1. Tell me about yourself
Although a simple question, this is a question that is used to test your ability to think on the spot and prioritize important information. The best way to answer the question is to choose 4 or 5 points, each one giving an overview of your qualifications, relevant employment history, specific skills, and your passion for this particular job. If you are interviewing for your first job, instead of focusing on your employment history and your relevant experience, try to focus on transferrable skills that you may have learned in your degree, or what inspired you to seek that specific career. Since you can definitely expect this question, it's good to think about a few points you would like to mention before you come to the interview, but be careful that it doesn't sound like you've memorised a script! An interview is also about showing off your personality.
2. What are your strengths?
In this question, you are not only required to tell your interviewer about your strengths, but also to highlight why you are better than any other candidate for the job.

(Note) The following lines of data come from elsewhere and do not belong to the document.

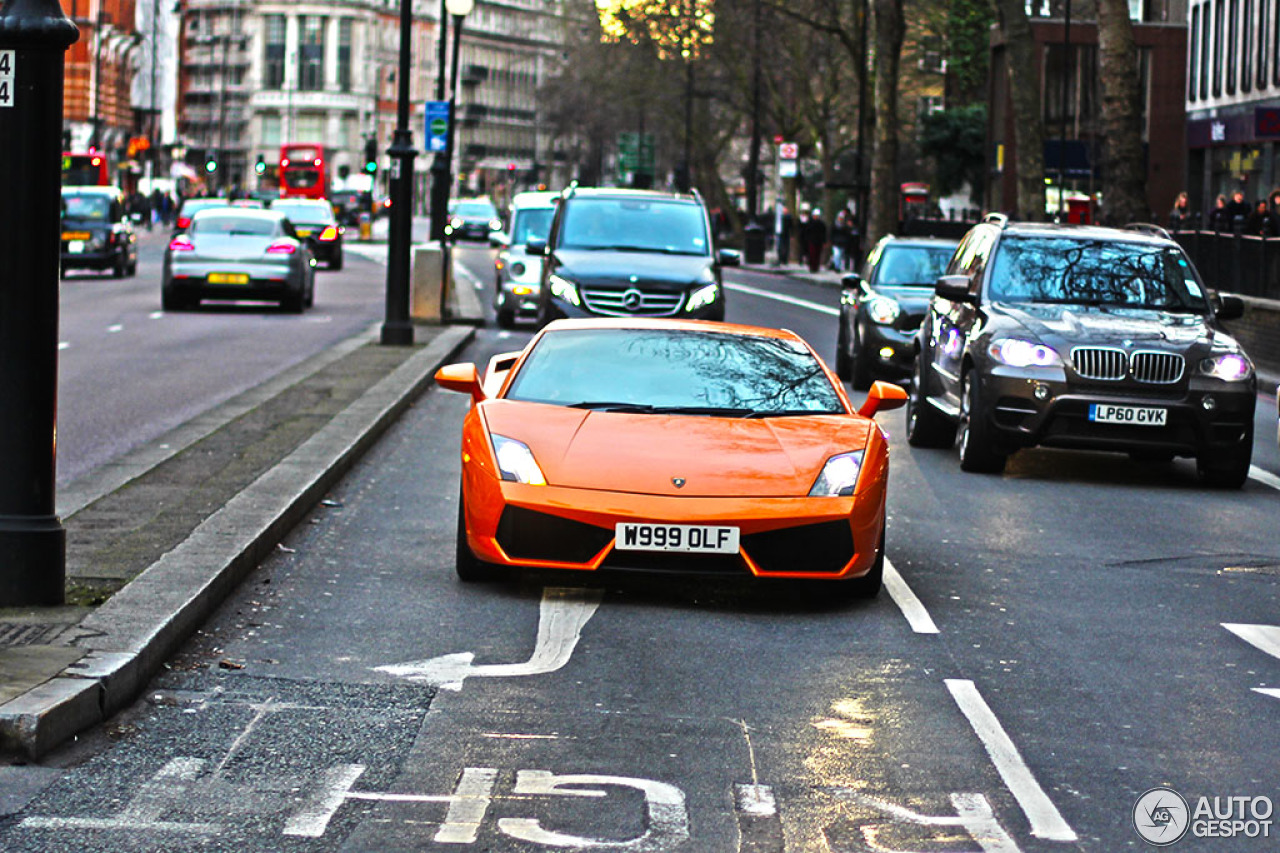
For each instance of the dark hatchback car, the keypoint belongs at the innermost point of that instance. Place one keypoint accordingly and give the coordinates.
(1082, 337)
(882, 308)
(630, 252)
(96, 232)
(314, 222)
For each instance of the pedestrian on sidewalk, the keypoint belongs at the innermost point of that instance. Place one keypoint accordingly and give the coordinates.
(813, 240)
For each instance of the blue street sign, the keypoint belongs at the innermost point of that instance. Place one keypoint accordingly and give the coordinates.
(437, 124)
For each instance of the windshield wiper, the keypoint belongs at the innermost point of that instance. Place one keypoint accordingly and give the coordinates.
(789, 413)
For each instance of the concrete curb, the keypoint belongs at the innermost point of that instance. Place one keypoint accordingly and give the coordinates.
(142, 624)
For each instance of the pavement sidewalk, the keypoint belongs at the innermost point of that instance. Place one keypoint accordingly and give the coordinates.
(158, 538)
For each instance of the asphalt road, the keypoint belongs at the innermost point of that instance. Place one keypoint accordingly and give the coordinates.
(129, 372)
(1065, 637)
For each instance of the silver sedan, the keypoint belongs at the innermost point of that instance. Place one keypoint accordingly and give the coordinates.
(238, 254)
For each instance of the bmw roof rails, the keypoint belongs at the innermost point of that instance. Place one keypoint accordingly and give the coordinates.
(1148, 228)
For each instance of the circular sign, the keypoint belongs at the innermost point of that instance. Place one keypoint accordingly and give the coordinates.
(1161, 816)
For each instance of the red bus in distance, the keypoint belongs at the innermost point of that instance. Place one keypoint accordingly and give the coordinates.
(304, 170)
(85, 169)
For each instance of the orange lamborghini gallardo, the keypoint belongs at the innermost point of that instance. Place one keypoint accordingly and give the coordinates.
(671, 446)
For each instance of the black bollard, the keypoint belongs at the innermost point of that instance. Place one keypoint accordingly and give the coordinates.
(33, 39)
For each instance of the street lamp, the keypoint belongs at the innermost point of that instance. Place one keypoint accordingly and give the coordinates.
(442, 168)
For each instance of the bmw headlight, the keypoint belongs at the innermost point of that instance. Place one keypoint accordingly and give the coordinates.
(1024, 354)
(1230, 366)
(563, 288)
(883, 310)
(839, 475)
(516, 461)
(703, 296)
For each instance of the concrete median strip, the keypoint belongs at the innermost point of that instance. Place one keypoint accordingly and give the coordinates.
(128, 637)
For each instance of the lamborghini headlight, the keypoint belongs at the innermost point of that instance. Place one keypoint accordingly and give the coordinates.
(516, 461)
(839, 475)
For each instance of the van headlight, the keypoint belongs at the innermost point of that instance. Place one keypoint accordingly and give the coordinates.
(839, 475)
(563, 288)
(703, 296)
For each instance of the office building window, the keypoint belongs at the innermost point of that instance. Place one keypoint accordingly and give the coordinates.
(1193, 58)
(311, 53)
(273, 64)
(344, 54)
(1219, 9)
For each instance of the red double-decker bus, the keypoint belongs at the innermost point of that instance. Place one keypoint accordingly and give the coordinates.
(304, 170)
(85, 169)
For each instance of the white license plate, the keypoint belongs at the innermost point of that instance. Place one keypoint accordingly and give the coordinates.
(1136, 415)
(686, 538)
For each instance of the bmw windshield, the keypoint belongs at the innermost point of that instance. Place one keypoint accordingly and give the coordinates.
(675, 372)
(1096, 273)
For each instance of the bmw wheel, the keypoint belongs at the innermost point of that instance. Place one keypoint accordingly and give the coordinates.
(926, 425)
(974, 442)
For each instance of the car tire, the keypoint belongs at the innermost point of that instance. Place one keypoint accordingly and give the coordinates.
(926, 425)
(1226, 469)
(860, 375)
(844, 366)
(869, 584)
(974, 442)
(469, 568)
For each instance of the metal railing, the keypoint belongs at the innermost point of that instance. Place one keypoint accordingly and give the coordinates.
(1232, 260)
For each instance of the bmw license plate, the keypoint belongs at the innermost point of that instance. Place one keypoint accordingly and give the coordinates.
(1134, 415)
(685, 538)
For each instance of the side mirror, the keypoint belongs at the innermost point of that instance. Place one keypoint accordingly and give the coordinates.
(1230, 308)
(728, 258)
(883, 396)
(461, 378)
(955, 288)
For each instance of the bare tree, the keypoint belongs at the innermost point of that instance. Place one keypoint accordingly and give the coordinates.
(1121, 114)
(1025, 95)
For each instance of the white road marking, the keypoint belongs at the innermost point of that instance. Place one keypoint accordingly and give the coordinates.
(155, 797)
(1264, 637)
(917, 616)
(467, 807)
(1266, 478)
(562, 616)
(666, 828)
(1045, 819)
(314, 817)
(782, 297)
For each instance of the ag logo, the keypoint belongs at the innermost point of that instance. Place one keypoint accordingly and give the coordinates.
(1161, 816)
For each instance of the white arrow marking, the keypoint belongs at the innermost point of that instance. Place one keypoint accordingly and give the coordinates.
(562, 616)
(1264, 637)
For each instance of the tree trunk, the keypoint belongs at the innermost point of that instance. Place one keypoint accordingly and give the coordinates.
(1024, 91)
(1121, 115)
(890, 30)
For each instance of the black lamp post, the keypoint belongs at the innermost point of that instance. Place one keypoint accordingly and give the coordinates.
(397, 329)
(442, 168)
(33, 39)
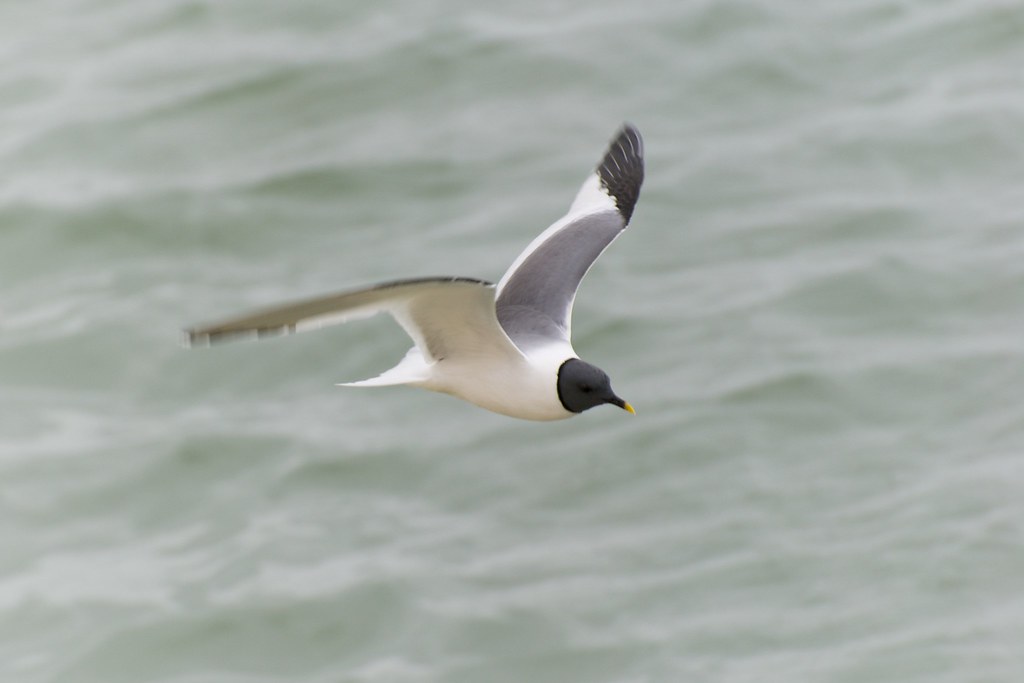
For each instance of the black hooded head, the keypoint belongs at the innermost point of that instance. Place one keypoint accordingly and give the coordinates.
(582, 386)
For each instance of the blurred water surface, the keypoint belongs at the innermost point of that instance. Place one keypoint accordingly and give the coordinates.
(816, 312)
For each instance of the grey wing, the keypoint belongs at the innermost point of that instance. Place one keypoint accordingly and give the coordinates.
(535, 297)
(442, 315)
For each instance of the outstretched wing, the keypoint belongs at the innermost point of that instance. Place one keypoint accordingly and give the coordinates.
(535, 296)
(443, 315)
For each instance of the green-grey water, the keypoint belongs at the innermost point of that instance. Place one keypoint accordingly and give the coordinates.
(817, 312)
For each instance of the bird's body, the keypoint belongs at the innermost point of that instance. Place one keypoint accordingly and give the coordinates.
(504, 347)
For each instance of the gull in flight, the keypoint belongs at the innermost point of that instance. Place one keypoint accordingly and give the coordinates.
(504, 347)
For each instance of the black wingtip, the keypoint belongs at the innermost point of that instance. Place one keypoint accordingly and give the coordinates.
(622, 169)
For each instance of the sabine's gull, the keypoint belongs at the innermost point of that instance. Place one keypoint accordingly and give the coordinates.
(504, 347)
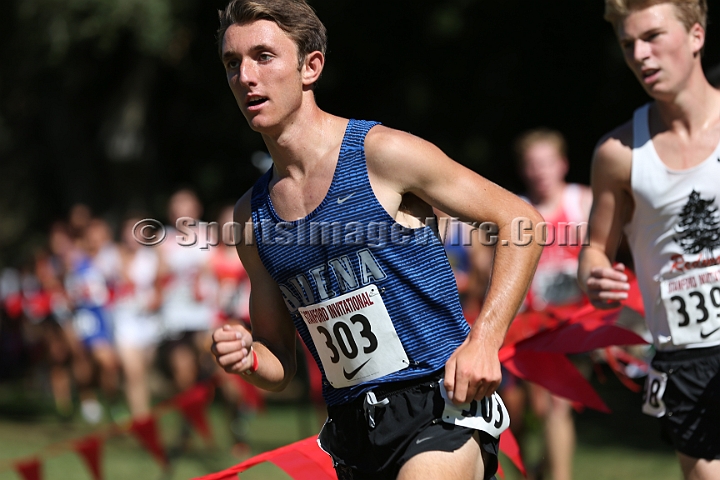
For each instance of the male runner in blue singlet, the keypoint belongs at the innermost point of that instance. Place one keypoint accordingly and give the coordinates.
(336, 246)
(655, 178)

Instead of focusing on generic strengths such as "good team player" or "hard-working," try and align your strengths to the qualities that are advertised in the job specification. If one of the skills they are looking for is creativity, give an example of how you have utilized your creativity in a professional environment, and if possible, try and apply this strength to the company that you are applying for.
3. What are your weaknesses?
Although this is often perceived as the most difficult and most dreaded of interview questions, in essence the interviewer is just trying to test your self-observation skills. Instead of saying that you "don’t have any weaknesses," pick a weakness (although one that won't hinder your chances of getting the job) and then give a practical example of how you’re addressing it, and the steps that you’re taking in order to improve it. For example, if, like me, public speaking isn’t one of your strong points, state it as a weakness, but then explain to the interviewer how you’ve volunteered to run meetings or give small presentations to your team. Explain how your weakness isn’t something that holds you back professionally, but is something that you are working on and a chance for growth.
4. Where do you see yourself in 5 years?
A common interview question that transcends across almost every industry, this question is used to assess your long-term planning goals. While each answer is subjective and will depend upon your own personal aspirations, it's important that you not only highlight your ambition, but reassure your future employer that you’re interested in progressing within the company, and are not just using it as a stop gap until a better job comes along.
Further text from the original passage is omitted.